Throughout his 30-year career, Eduardo Kobra has stirred the spirit of Brazilian society by addressing a wide range of “sensitive” themes in his artwork, including racism, prejudice, peace, migration and the situation of refugees.

KOBRA AND THE INDIGENOUS CLAIM

The prolific Brazilian graffiti artist Eduardo Kobra became world-famous during the Olympic Games celebrated in his country in 2016.

He created a large mural in Rio de Janeiro that became one of the great icons of the city and of the sporting event itself. The Guinness Book of Records considered it the largest graffiti in the world.

Eduardo Kobra

But in 2017 he beat his own record by painting a graffiti on an area of ​​almost 6,000 square meters, on several facades of a chocolate factory in Sao Paulo. Since that huge wall was not enough, he decided to also use the other walls of the building.
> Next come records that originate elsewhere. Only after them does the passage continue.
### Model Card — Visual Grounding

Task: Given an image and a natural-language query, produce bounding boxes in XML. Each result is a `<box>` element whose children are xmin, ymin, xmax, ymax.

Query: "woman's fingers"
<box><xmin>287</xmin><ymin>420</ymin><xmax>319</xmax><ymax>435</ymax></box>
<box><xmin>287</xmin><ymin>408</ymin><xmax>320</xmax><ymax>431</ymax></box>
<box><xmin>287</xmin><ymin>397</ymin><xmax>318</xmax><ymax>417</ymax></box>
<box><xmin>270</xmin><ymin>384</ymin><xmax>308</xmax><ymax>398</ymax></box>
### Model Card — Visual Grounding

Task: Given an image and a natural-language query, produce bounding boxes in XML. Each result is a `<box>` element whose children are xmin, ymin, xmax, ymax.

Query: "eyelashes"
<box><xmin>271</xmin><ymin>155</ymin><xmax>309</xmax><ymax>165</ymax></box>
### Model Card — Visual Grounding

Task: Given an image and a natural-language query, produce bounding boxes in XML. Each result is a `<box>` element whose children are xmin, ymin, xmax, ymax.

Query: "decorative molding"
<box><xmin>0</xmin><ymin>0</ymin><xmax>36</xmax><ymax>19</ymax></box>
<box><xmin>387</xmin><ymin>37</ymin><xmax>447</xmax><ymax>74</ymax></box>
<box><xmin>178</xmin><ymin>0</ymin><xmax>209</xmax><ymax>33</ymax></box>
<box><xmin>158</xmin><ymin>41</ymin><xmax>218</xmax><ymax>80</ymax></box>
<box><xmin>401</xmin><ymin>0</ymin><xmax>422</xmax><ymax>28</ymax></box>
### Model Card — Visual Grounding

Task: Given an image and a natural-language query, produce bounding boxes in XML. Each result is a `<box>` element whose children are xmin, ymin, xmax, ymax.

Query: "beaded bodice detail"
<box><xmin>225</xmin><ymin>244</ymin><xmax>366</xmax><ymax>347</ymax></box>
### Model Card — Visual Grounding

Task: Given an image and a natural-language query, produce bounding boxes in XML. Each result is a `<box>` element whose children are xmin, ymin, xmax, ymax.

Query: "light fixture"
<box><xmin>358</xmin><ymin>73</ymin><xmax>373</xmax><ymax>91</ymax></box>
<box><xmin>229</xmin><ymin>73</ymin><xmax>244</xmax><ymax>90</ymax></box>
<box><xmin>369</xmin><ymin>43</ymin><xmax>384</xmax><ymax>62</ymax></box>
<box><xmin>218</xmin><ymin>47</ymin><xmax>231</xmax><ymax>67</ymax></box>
The graffiti represents a young Amazon native rowing a cocoa-laden canoe, in the middle of a river of chocolate. Once again he gained favor with the Guiness Book of Records.

Eduardo Kobra

“Even if people drive past it on the highway at 100 kilometers per hour, they can identify the message”, he said. “It’s the biggest mural I’ve ever painted. It is a tribute to all the people who work with cacao and their close relationship with the Amazon Forest”, he added.

The art world, however, has other demands when buildings are used instead of canvases. When the chocolate company Cacau Show placed the order, Kobra prepared a dozen sketches, all based on scenes from the Amazonian regions rich in cocoa.

EDUARDO KOBRA AND HIS VIEW OF GANDHI AND THERESA OF CALCUTA

Although he has taken his work to walls, façades and murals around half the world, Kobra has focused in recent years on redecorating the urban landscapes of New York with icons of music and human rights.

After painting a mural las Summer dedicated to Michael Jackson in the East Village of the Big Apple, Kobra created a 3-story image representing the opposing facial profiles of Mother Theresa and Mahatma Gandhi, in a tribute to their peace role in the world, according to its author.

Eduardo Kobra Gandhi

Gandhi and Mother Theresa are just some of the personalities of history and pop culture that Kobra has immortalized in murals all over the world.

GRAFFITIS FOR THE KINGS OF POP:  JACKSON AND BOWIE

The list includes Anne Frank, Tupac, Neil Armstrong, Nelson Mandela, Bob Dylan and Yoda.  Even though he has created projects from Mumbai and Malawi to Moscow and Minneapolis, the New York City area has always been one of his favorite places to work.

Kobra used the prominent graffiti of Michael Jackson that include two images of MJ as a child and as an adult, bright colors and bold lines, but he remained faithful to the kaleidoscope concept which is customary in all his artwork.

Eduardo Kobra Michael Jackson

“The technique of repeating squares and triangles allows him to give life to the famous characters he represents in his images,” as indicated in his website.

His love for pop and rock culture has been featured in many ways. One of his most famous murals is the one that brings together some of music’s biggest stars now departed: Janis Joplin, Jim Morrison, Jimi Hendrix, Amy Winehouse and Kurt Cobain who share the same space in one of the most beautiful tributes dedicated to these music giants in the celestial realm.

Eduardo Kobra Jim Morrison

Last year he did a monumental mural in a large apartment building in Jersey City, celebrating the late David Bowie in his character as Ziggy Stardust.

Eduardo Kobra Bowie

The Kobra phenomenon is unstoppable. Earlier this year, a photograph of the mural that the artist painted in 2017 in the building housing the Puertas de Castilla Cultural Center in Murcia, Spain was published on Instagram and in less than 16 hours, it had already obtained more than 435,000 Likes.

The mural is entitled ‘Face of Salvador Dalí’, and he used 250 cans of spray and 60 liters of paint, together with a group of local artists and urban art fans.

Eduardo Kobra Dali

Eduardo Kobra was born in 1976 in the region of Campo Limpo, on the outskirts of Sao Paulo. He grew up immersed in the urban culture of the city. He has become a world-known street art figure for his colorful murals in more than 40 cities, from Los Angeles to Moscow.  Kobra’s approach is based on the skateboard, breakdance and hip hop culture, which were part of his everyday life.